Wading through a puzzling open records case.

Huh? Did the Texas AG side with police reform activists?
A driverless vehicle by Cruise, the GM-backed robotaxi company, that I followed around on my e-bike for a while on Friday. I don't know what Cauliflower references –– Google searches have thus far not offered me any clues. 

On Thursday, the Chronicle's Austin Sanders broke some very, very surprising news. The Office of the Texas Attorney General had written an opinion essentially siding with progressive activists who had argued that Austin Police Oversight Act that voters approved in May compelled the city to release police personnel records that had previously been confidential.

At issue is the so-called "G File." That refers to the place where police departments place the records of misconduct investigations that do not result in disciplinary action. Oversight advocates have long argued that the existence of the G File encourages police chiefs to not discipline officers for wrongdoing, lest the details of the investigation reflect poorly on the department as a whole.

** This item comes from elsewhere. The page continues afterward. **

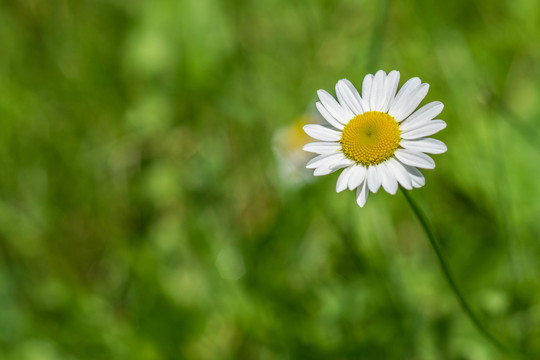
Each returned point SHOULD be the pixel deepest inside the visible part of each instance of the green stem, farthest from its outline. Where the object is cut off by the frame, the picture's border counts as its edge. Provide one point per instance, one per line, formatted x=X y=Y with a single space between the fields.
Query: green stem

The text of the APOA, approved by roughly 80% of voters in May, prohibits the city from maintaining a G File. However, the police union has claimed that that provision of the APOA conflicts with state law and the city's notoriously conservative and transparency-averse law department, along with Interim City Manager Jesus Garza, have sought to delay and undermine implementation of the APOA, prompting a resolution from City Council demanding that they begin implementing it.

Which is what makes the news from the Chronicle extremely counter-intuitive. The Chronicle asked for the G File records of APD Officer Christopher Taylor, who is about to go on trial for the murder of Mike Ramos in 2020. The city responded by seeking an opinion from the AG's office, which responded that the city no longer has a G File and thus has no grounds to withhold the records from the public.

On one hand, oversight advocates claimed vindication. They argue the AG opinion is further evidence that, contrary to what city attorneys and the police unions have claimed, state law allows cities to keep certain police records secret but does not require it.

And yet, those same advocates suspect something fishy is up at the city. Scott Henson, author of the popular criminal justice blog, Grits for Breakfast, and husband to fellow oversight advocate Kathy Mitchell, noted that the city curiously neglected in its filing to the AG to mention a couple exceptions to the open records law that the APOA didn't (and couldn't) overturn.  These exceptions allow cities to withhold records if the person in question is under criminal investigation or being sued –– Taylor falls into both categories.

You see, the AG's open records division issues opinions to cities all the time. The opinion is based only on the points presented by the parties; the office does not investigate the issue on its own.

Knowing this, the city perhaps chose not to submit boilerplate arguments that it otherwise always includes in these situations because it was hoping to prompt an opinion from the AG's office that would outrage the police lobby and prompt the Legislature, which is likely to begin a special session next month, to pass a law to largely nullify the APOA. Then the conservative city management won't have to abide by the APOA, which has always been its preference.

We'll see. The city hasn't actually responded to the AG opinion by releasing Taylor's records, at least not to the Chronicle. However, the more important point here may not be what the Chronicle is able to get its hands on, but what District Attorney Jose Garza, who has also previously been denied access to Taylor's G File, is able to obtain.

The city has asked the AG's office to reconsider, and will submit an updated case. If it again fails to cite the well-established exceptions to open records laws, then something is definitely up.

Wait, the AG? Are we really talking about Ken Paxton?

Yes, despite being led by a clownishly corrupt crook, much of the work of the attorney general's office is done by competent, nonpartisan attorneys. That's not to say that their work cannot be compromised by the impulses of their sleazebag boss –– it clearly has been, repeatedly –– but there is work that comes out of that office that has nothing to do with him.

The opinion is dated 9/18, two days after Paxton was acquitted and restored to heading the office, which had been run by a caretaker during the previous several months following his impeachment.

It's not hard to imagine, of course, that Paxton could have been involved in this or will become involved in this in the future.